Interview With Author Linda Case

Please introduce yourself and your book(s)!

My name is Linda Case and I am a dog trainer, canine nutritionist and science writer who specializes in topics about dog training, behavior and nutrition. My academic training is in animal sciences, specifically in canine/feline nutrition and companion animal behavior and training. I have a B.S. in Animal Science from Cornell University and an M.S. in Canine/Feline Nutrition earned at the University of Illinois. Following graduate school, I taught the undergraduate program in companion animal science in the Animal Sciences Department at the University of Illinois for 15 years and also taught companion animal behavior/training at the College of Veterinary Medicine for 5 years. I left academia a few years ago to concentrate more on writing and training and am the owner of AutumnGold Consulting and Dog Training Center in Central Illinois (http://www.autumngoldconsulting.com ). I am the author of 8 books and also of “The Science Dog” blog (https://thesciencedog.com)

What inspires/inspired your creativity?

My writing and my books are inspired by a strong interest in and love of science, nature and dogs. I have written books about canine behavior, training, nutrition and health and for all of these books, my goals have been to find and report science-based evidence for various dog-related issues. Dogs are an incredibly important part of our lives and many people care deeply about the dogs with whom they share their lives. However, there exist many myths and misconceptions regarding dogs’ care, behavior, and feeding. With both The Science Dog blog and with my books, my inspiration is to study new scientific findings about dogs and to summarize and present it to pet professionals and dog owners in a way that they find interesting and can apply the new information to the way in which they care for their dogs.

How do bad reviews and negative feedback affect you and how do you deal with them?

If the feedback is through the blog or social media and is respectful, I will respond. If it is a review on Amazon or another book selling site, I consider that my books will not please everyone and all readers are entitled to their opinions. I generally do not allow poor reviews to bother me, as that is a negativity trap that I would rather not become caught up in.

How has your creation process improved over time?

I think that I have become more in tune with the types of topics and issues that my niche of readers is interested in learning about. My earlier books were more general-purpose dog care books while my essays and books during the last 5 to 7-year period have focused more on controversial and timely topics.

What were the best, worst and most surprising things you encountered during the entire process of completing your book(s)?

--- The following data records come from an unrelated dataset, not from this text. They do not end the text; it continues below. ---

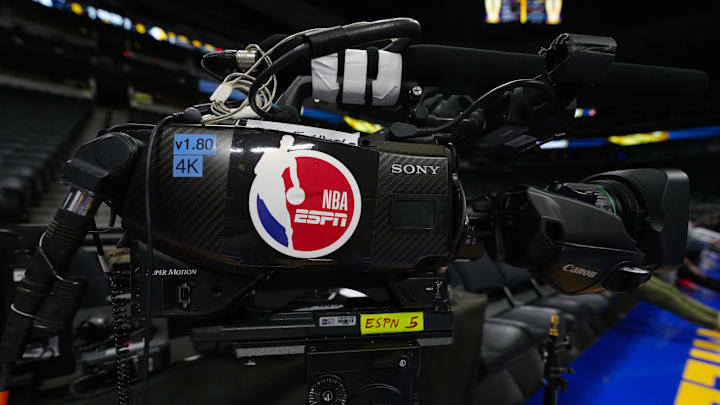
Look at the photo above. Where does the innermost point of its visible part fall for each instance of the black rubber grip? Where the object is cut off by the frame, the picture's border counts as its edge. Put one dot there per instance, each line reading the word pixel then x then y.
pixel 63 237
pixel 338 38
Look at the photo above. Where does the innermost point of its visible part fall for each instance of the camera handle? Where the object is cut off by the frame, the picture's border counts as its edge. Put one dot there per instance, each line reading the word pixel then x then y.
pixel 45 301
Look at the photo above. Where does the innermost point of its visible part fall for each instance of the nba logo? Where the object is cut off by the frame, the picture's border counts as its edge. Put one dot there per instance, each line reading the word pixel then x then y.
pixel 303 203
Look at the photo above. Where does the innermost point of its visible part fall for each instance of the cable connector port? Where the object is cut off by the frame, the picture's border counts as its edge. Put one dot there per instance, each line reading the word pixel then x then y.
pixel 184 296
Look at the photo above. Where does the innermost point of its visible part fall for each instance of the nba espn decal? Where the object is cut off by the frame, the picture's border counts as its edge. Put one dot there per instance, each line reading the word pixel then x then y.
pixel 303 203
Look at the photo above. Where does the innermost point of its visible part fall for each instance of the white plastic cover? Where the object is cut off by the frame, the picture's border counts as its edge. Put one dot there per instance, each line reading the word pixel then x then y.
pixel 386 88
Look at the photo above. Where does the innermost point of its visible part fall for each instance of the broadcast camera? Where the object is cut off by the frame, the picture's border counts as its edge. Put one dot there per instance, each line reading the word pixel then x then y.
pixel 249 224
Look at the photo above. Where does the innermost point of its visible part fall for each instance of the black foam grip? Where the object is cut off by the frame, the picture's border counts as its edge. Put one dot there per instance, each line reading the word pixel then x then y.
pixel 63 237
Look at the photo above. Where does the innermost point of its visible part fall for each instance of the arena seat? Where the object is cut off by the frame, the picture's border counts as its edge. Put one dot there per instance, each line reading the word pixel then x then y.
pixel 482 276
pixel 38 130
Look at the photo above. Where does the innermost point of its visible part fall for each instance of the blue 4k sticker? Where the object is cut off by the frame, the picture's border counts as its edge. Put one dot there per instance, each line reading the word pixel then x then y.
pixel 188 152
pixel 187 166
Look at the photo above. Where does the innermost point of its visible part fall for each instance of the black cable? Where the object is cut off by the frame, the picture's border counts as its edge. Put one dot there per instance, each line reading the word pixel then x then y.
pixel 130 125
pixel 534 83
pixel 209 71
pixel 279 64
pixel 149 264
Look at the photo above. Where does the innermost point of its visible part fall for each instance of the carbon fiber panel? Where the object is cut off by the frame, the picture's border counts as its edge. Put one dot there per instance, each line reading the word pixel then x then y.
pixel 393 248
pixel 187 212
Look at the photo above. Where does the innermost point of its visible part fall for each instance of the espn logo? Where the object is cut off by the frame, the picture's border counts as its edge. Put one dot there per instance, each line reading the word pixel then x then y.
pixel 314 217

Without question, the best things that I have encountered have been to learn about all of the interesting and innovative research about canine behavior, social cognition, training, nutrition and pet foods that has been taking place during the last 10 to 15 years. The process of writing about this research and bringing its results to pet owners and pet professionals has also allowed me to meet and get to know a wide range of scientists and researchers who are not only excellent scientists and teachers, but, without exception are dog lovers as well.

One of the most surprising findings, for me, has been the results of the many social cognition studies of dogs that are taking place in the many academic “dog labs” around the world and that study pet dogs who live with their owners in homes. These studies are showing us, again and again, that the dog’s mind is much more complex and cognitively aware and socially flexible than we had ever imagined. I review this research in my newest book “Dog Smart” and continue to write about it in “The Science Dog”.

Perhaps the worst issue, and I imagine most writers have this problem, is that I continually underestimate the period of time that it is going to take me to complete a writing or teaching project. I planned on completing “Dog Smart” within a 12-month period, but it was closer to 2 years to publication! Similarly, I am currently working on a series of on-line courses in dog nutrition and feeding and am already behind schedule for the launch. Sigh. Too much (fun) work and too little time!

Do you tend towards personal satisfaction or aim to serve your readers? Do you balance the two and how?

I do try to balance these two areas of interest and satisfaction – certainly, sometimes I am more successful than at other times! I have found, especially with the blog, that sometimes a topic that puts me on the edge of my seat with excitement may be received by my readers with a more blasé’ response! Similarly, I have had some essays that I thought were moderately interesting, but for various reasons, struct a chord with my readers and were suddenly viral! I think like all writers, I try to anticipate what my readership is interested in, and I sometimes hit it and sometime miss!

What are your plans for future books?

I am currently working on a series of three on-line courses in canine nutrition through The Science Dog and also have a working outline for a new book. Its working title is: “Feeding Smart with The Science Dog” (that may change). Once the courses are up and going, I will start to focus more on the new book project.